I solved this problem using a method similar to ‘search pruning’. I found that the expected complexity of this method is guaranteed by running the code.
How can I prove it mathematically rigorous?
#include<bits/stdc++.h>
using namespace std;
const int maxn = 1e6+10;
struct{int s[2];}t[maxn * 64];
int tot;
void ins(unsigned long long x){for(int i=64,u=0;~--i;u=t[u].s[x>>i&1]?:t[u].s[x>>i&1]=++tot);}
void dfs(int u,int v,int _d){
if(!_d)cout<<"YES",exit(0);
for(int c:{0,1})for(int d:{0,1})
if(!(c&d))if(t[u].s[c]&&t[v].s[d])
dfs(t[u].s[c],t[v].s[d],_d-1);
}
int main() {
mt19937_64 rng(random_device{}());
int n;cin>>n;
for(int i=1;i<=n;++i)ins(rng());
dfs(0,0,64);cout<<"NO";
}
Can you explain the problem you are solving and the code itself?
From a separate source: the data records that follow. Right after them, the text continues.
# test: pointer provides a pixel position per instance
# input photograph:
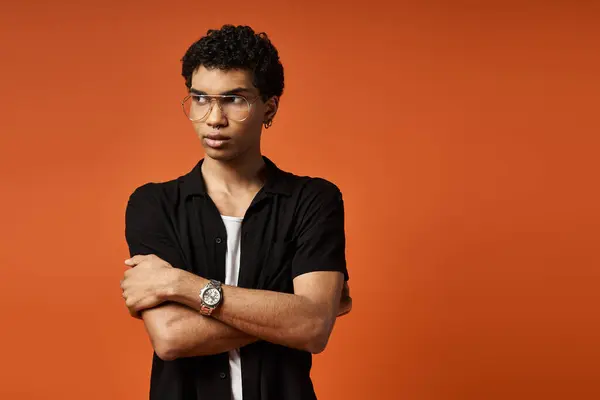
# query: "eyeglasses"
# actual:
(197, 107)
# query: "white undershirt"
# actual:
(232, 272)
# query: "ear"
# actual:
(271, 107)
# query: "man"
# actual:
(239, 267)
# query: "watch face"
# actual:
(211, 297)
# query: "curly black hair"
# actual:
(237, 47)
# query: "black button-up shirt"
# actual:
(293, 226)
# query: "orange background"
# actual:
(464, 138)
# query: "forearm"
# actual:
(178, 331)
(287, 319)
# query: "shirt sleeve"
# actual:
(145, 227)
(321, 242)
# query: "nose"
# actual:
(215, 114)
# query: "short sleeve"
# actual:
(321, 241)
(145, 227)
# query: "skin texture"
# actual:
(166, 298)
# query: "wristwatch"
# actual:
(210, 296)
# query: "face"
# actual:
(222, 137)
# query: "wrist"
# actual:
(186, 288)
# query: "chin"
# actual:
(220, 155)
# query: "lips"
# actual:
(215, 140)
(216, 136)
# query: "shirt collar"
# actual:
(277, 181)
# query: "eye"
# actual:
(200, 99)
(237, 100)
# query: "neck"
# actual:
(239, 174)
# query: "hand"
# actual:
(147, 284)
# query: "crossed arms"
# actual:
(167, 300)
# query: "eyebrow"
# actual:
(237, 90)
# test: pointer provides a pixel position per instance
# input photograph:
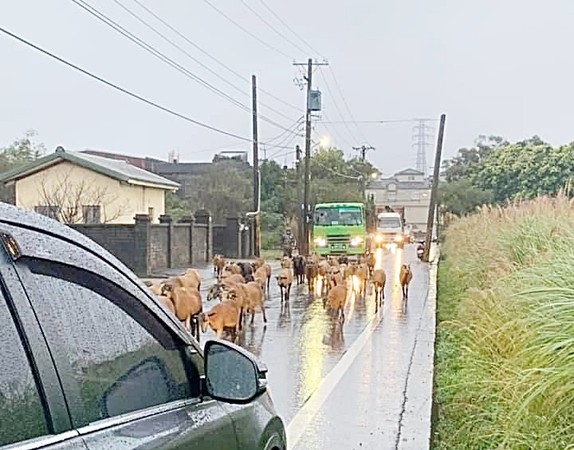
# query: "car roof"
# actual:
(23, 219)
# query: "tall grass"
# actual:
(505, 342)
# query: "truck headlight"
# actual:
(321, 242)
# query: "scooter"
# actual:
(420, 251)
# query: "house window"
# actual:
(51, 211)
(92, 213)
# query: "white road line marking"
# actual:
(299, 423)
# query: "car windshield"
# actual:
(389, 222)
(338, 216)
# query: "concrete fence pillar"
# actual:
(142, 245)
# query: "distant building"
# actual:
(186, 174)
(76, 187)
(407, 191)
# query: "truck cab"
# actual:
(390, 230)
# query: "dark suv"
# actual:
(90, 360)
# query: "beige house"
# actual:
(79, 188)
(408, 190)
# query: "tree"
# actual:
(460, 197)
(468, 159)
(21, 151)
(73, 200)
(224, 191)
(526, 169)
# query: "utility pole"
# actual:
(420, 136)
(434, 188)
(300, 212)
(256, 233)
(363, 149)
(306, 187)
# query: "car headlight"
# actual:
(321, 242)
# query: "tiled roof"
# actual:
(117, 169)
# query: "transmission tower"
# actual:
(421, 142)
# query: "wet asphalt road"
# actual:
(301, 344)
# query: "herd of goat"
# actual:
(241, 288)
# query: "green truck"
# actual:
(339, 228)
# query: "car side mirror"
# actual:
(232, 374)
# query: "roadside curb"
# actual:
(417, 420)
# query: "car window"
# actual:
(121, 357)
(21, 411)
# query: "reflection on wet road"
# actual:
(302, 343)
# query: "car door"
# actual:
(129, 379)
(32, 410)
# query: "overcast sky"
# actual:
(501, 67)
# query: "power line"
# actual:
(334, 132)
(289, 28)
(339, 112)
(209, 55)
(245, 30)
(174, 44)
(297, 123)
(373, 121)
(123, 90)
(114, 25)
(342, 175)
(141, 43)
(345, 103)
(271, 26)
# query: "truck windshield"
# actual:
(338, 216)
(389, 222)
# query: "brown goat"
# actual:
(371, 262)
(379, 279)
(335, 277)
(284, 281)
(405, 277)
(218, 264)
(337, 299)
(260, 276)
(259, 262)
(155, 288)
(187, 303)
(286, 263)
(166, 301)
(232, 269)
(224, 315)
(311, 272)
(248, 297)
(255, 300)
(190, 279)
(362, 274)
(224, 285)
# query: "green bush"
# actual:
(505, 340)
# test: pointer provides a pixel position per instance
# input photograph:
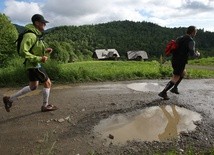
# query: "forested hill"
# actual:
(80, 41)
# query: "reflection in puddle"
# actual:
(145, 87)
(154, 123)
The problem is determine if the bitwise OR of two numbers is all 1 in binary.
He uses a Trie to keep track of all the numbers, and then traverses the Trie almost brute force and checks.
It's something $$$O(\min((\frac{4}{3})^w,n^2))$$$ under random data, nothing new.